2D animation is the art of leaving some things out. I mean, all animation is, obviously. Everything is a decision. With live action, you stick a camera on a human being and you can't do too much editing of that human being. With animation, you don't have that luxury. But on the flip side, you have the luxury of making a decision about every single thing that's in the image. Every single thing that's there has been decided on by someone. So we have character design that we've decided on and we have things that we've left out of the human face. In Bob's, for example, they don't even have teeth. You're basically just deciding the face is going to be almost this icon, this set of icons, two circles and a dot to represent the eye.

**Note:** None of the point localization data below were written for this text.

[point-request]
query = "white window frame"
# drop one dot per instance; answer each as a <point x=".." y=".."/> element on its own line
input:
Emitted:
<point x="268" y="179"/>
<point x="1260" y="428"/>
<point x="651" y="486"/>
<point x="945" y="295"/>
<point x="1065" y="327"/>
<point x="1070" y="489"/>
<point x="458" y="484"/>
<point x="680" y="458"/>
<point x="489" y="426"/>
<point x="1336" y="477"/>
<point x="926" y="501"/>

I saw, in rapid succession, some startlingly adult animated 2D movies. Watership Down, very dark. Almost incomprehensible to me as a kid when I saw it, but I saw it in the theater. I think it made a big impression on me. Ralph Bakshi's Lord of the Rings—rotoscoped, also very dark, and incredibly effective imagery that stayed with me for years. Ralph Bakshi's American Pop, which I didn't see in the theater. I saw it on cable, but I saw it like a dozen times. And I would add the movie Heavy Metal, which is flawed in many ways but also is audacious and crazy and exciting. It was rated R. It's full of boobs and naked ladies. And my mom, God bless her, said, "I'll take you to that." I'm 11 years old. That's I guess, in contrast to some terrific Disney movies: The Jungle Book, the Disney Robin Hood—these movies were kind of my movies. I had the records of those movies. I didn't see them until I had already heard them a bunch of times. We used to listen to records to fall asleep, and so I was half-awake listening to the voices without even ever having seen the movie. All of that I guess goes into some bucket called the growing me, the young me.